Danger of Shingle Ballast.

The following is to be added to the many instances of injury arising from the use of shingle ballast: - The Mysore, an Indian Ship of large dimensions and uncommon strength, lately, on her passage from Bengal to Bombay, sprung so serious a leak, that unremitting exertions at the pumps were for several weeks necessary to keep her afloat. On arriving at Bombay she was docked, when water was observed running through a part of the copper which covered the bottom sheathing abreast of the chess-tree, and the nails of the copper partly drawn. On removing some of the sheets, a hole was visible in the sheathing plank, which being taken off, the plank of the garboard streak on each side the keel was found to be quite cut through, and an aperture in them sufficiently large to admit a man's arm from the outside. On the timbers being cleared inside, this was discovered to have been occasioned by some round stones, nearly the size of a twelve-pound shot, having fallen betwixt the floor-timbers in this place, and by the constant motion of the Ship, perhaps from the time she was launched, had grooved their way through the garboard planks and sheathing, over the keel, which was likewise indented upwards of three inches, and through the two next bottom planks.
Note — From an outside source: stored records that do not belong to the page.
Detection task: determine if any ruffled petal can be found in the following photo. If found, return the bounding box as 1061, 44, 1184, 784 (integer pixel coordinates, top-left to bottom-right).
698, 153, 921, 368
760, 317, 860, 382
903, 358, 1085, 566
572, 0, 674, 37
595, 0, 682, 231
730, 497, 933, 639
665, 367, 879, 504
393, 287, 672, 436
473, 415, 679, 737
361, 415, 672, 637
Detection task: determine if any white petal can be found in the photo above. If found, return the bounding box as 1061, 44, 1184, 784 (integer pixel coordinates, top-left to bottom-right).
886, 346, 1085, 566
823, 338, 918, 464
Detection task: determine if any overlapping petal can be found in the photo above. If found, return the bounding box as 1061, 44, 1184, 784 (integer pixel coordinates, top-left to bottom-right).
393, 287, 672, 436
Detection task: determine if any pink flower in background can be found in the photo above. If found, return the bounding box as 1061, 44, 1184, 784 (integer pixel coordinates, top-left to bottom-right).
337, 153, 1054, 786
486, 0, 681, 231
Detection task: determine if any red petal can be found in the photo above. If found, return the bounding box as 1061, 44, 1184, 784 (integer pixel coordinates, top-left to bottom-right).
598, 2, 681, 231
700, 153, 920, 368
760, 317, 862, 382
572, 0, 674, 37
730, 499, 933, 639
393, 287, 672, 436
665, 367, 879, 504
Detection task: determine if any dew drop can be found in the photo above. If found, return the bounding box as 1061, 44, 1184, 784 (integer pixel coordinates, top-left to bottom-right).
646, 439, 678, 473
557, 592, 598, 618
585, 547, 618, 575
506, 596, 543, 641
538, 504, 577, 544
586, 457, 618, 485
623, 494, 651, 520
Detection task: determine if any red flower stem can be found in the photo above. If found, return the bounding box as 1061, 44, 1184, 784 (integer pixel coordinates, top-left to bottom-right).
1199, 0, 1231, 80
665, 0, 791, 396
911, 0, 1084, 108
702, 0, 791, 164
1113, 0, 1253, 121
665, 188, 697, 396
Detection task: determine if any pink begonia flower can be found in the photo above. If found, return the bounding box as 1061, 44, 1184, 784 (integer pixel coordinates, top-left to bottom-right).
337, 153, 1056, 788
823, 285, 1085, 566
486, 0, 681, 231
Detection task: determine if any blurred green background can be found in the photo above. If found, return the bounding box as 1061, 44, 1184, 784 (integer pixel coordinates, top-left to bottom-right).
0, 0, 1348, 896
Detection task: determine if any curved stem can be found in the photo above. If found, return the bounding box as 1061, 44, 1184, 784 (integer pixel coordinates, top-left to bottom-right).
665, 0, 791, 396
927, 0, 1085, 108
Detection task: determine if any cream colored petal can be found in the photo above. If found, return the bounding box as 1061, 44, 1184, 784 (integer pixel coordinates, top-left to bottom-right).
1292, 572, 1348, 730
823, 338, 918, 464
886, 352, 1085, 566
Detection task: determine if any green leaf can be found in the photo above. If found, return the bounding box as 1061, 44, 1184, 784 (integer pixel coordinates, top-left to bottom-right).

As the stones were found in the timbers, and exactly fit the groove, and as several of the other floor-timbers had stones betwixt them, which had occasioned a similar effect, although not in an equal degree, no doubt can remain of their being the cause of the circumstance which had so nearly proved fatal to the Mysore; for, had the sheets of copper, of which the nails were partly drawn, fallen off, no exertion of the Officers and Crew could have saved the Ship.


Naval Chronicle, Vol. iV (1801), p 270.